Each type will need UnmarshalJSON and MarshalJSON to override the default marshalling behavior but the implements can be simplified with reflect.

Simplifying integration with jsonobj

jsonobj builds on the above ideas but simplifies integration for each type by minimizing type code and avoiding fields duplicated in marshalling.

For each type, integrating requires:

  • An unexported field, raw jsonobj.Retain
  • UnmarshalJSON method that calls raw.UnmarshalJSON(data, obj)
  • MarshalJSON method that returns raw.ToJSON(obj)

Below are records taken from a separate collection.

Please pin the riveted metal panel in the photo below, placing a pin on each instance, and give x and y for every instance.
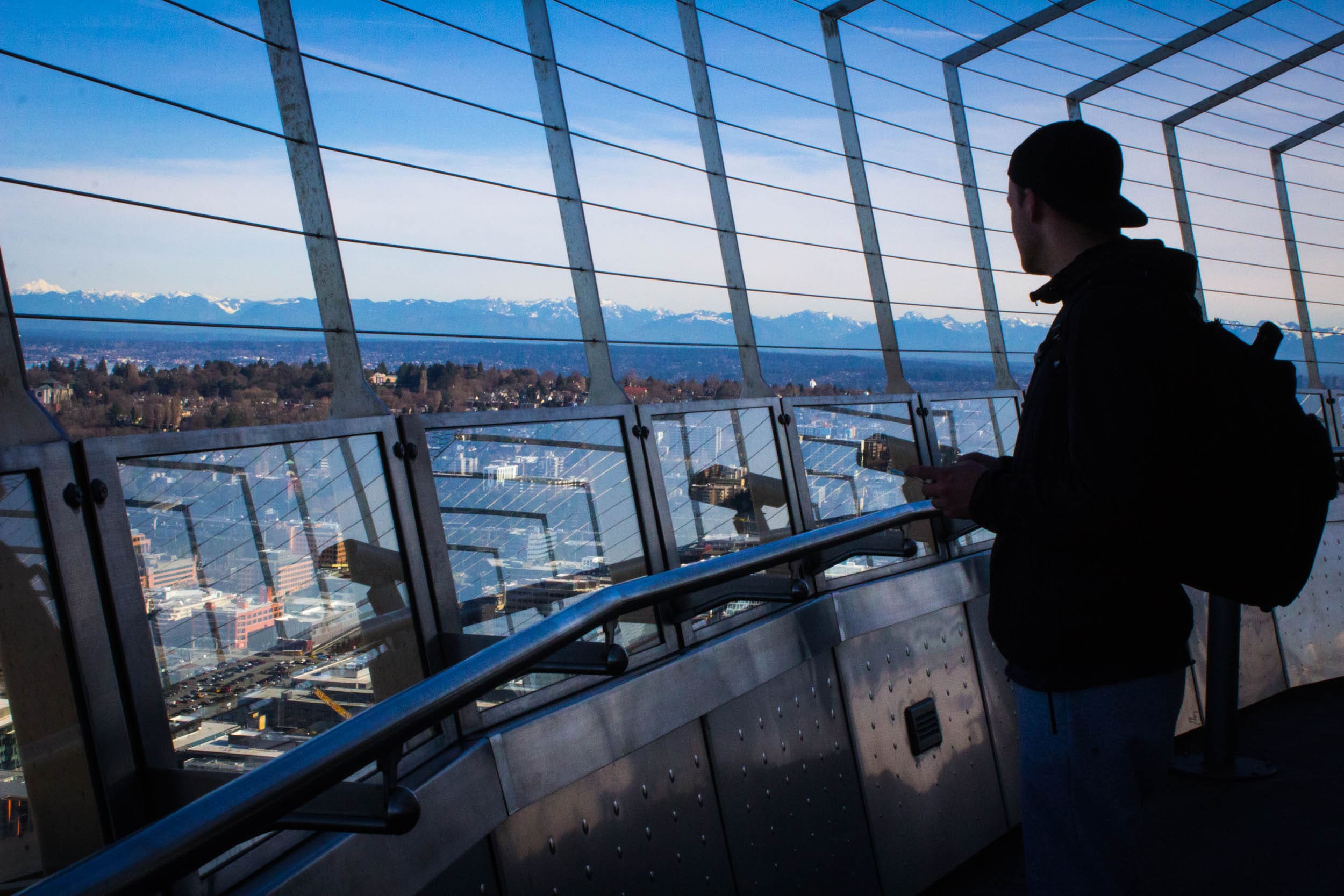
(1000, 706)
(932, 812)
(1190, 716)
(788, 786)
(1312, 628)
(647, 824)
(472, 875)
(1261, 665)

The above example is simplified to:

type Page struct {
	raw jsonobj.Retain

	Title string `json:"title"`
	Slug  string `json:"slug"`
}

func (p *Page) UnmarshalJSON(data []byte) error {
	return p.raw.FromJSON(data, p)
}

func (p Page) MarshalJSON() ([]byte, error) {
	return p.raw.ToJSON(p)
}

The behaviour stays the same: unknown fields are retained, and changes to struct fields are reflected in the marshalled JSON.

For more details, check out the package documentation for jsonobj.

JSON v2 in the standard library

A new json v2 package in the standard library is planned and will include support for unknown fields, simplifying the integration once it’s released!